Welcoming viewers into the Konschthal is Claerbout’s 3D rendering of an inferno titled Wildfire (meditation on fire) (2019–20), its vast silence and absence of human presence both disarming and strangely candid. Several works throughout the show emphasize the passage of time without human intervention. In The pure necessity (2016), an animation based on Disney’s 1967 film The Jungle Book, Claerbout removes Mowgli entirely. Hand-drawn by a group of animators, staying true to the original film’s style, The pure necessity features beloved characters Baloo and Bagheera simply existing as animals — lapping at rivers, sleeping, scratching their ears with their hind legs. The tempo is slowed to the point of plausibility, to a pace that feels unfamiliar and yet welcome. Here, an uncanny echo of a classic film becomes something more than homage.

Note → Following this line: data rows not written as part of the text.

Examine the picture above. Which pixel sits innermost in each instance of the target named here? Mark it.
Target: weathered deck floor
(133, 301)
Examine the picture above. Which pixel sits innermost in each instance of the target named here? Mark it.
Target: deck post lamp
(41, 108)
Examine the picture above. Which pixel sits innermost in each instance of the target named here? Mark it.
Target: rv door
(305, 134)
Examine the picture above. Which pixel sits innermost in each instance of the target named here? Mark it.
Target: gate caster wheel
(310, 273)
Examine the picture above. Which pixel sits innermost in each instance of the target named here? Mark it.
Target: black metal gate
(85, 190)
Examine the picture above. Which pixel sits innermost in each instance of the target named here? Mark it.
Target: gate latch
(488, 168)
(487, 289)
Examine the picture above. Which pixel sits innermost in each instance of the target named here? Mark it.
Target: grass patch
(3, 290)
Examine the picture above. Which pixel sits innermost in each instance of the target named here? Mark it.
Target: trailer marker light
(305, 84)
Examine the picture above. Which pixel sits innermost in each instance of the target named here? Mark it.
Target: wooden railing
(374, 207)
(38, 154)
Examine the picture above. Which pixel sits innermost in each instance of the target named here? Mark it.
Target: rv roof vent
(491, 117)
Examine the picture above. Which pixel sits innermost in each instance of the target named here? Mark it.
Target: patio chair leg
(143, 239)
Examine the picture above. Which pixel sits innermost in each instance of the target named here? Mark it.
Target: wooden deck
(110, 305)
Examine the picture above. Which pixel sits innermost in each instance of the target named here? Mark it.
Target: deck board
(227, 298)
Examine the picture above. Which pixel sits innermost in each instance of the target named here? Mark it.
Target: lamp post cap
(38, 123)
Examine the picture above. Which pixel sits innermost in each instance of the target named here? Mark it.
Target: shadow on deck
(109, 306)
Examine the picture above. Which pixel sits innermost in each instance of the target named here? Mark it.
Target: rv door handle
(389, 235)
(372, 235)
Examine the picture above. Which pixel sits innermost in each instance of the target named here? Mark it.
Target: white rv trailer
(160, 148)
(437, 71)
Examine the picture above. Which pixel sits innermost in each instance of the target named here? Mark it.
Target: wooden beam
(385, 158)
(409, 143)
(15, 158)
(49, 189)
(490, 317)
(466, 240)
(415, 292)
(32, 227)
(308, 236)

As the maze-like Konschthal leads you up a flight of stairs to see The woodcarver and the forest (2025) or Olympia (2016), it brings you down another set, revealing the same film again. This film, however, plays at a different rate than the first one, allowing time to progress at a much faster pace than in our reality. In Olympia, Claerbout has created a computer-based reconstruction of Berlin’s Olympic Stadium, with each brick rendered and local weather, humidity, lighting, and vegetation accurate to real-time conditions. Programmed to last a thousand years, the work continues even when not on display, creating a speculative film that tracks the stadium’s demise, its ongoing erosion indifferent to spectatorship. Abandoned and overgrown on the third floor of the Konschthal, the stadium appears shiny and new on the second floor, presented as how it looked before the 1936 Olympic Games it was built to host.
Back in the present day, The woodcarver and the forest tackles the contemporary paradox of wanting to “return to nature.” Claerbout depicts a woodcarver, a young man wearing a docker cap and flannel, whittling away at a wooden spoon. The gentle, close-up sounds of the blade against the wood recall ASMR videos. The woodcarver relentlessly carves spoon after spoon — what Claerbout would refer to as a “micro event,” the act of doing something with your hands for the sake of slowing down. Taking place over three days — twenty hours in our timeline — the woodcarver whittles away the entire forest outside of his villa. Never seen leaving the safe indoors, he approaches “nature” only by carving the felled wood, his intimacy with the material masking a profound distance from its source. What Claerbout criticizes he also consciously creates, as the self-soothing act of whittling for the modern millennial is crucified in a video that itself elicits an ASMR-like response. Rather than shying away from contradiction, the artist seeks it out as a part of his continuous research.
While Claerbout’s primary subject is time, the works in “Five Hours, Fifty Days, Fifty Years” are more specifically about what time shows us. Change, stillness, destruction, and growth break down the concept of time, discussing it not as a process of aging but as a process of existing. Our environment — the ultimate clock we so often refuse to read — is burning, eroding, and being carved into wooden spoons, here in the Konschthal and outside its walls. The show doesn’t ask us merely to witness this, but to recognize our own role in its unfolding.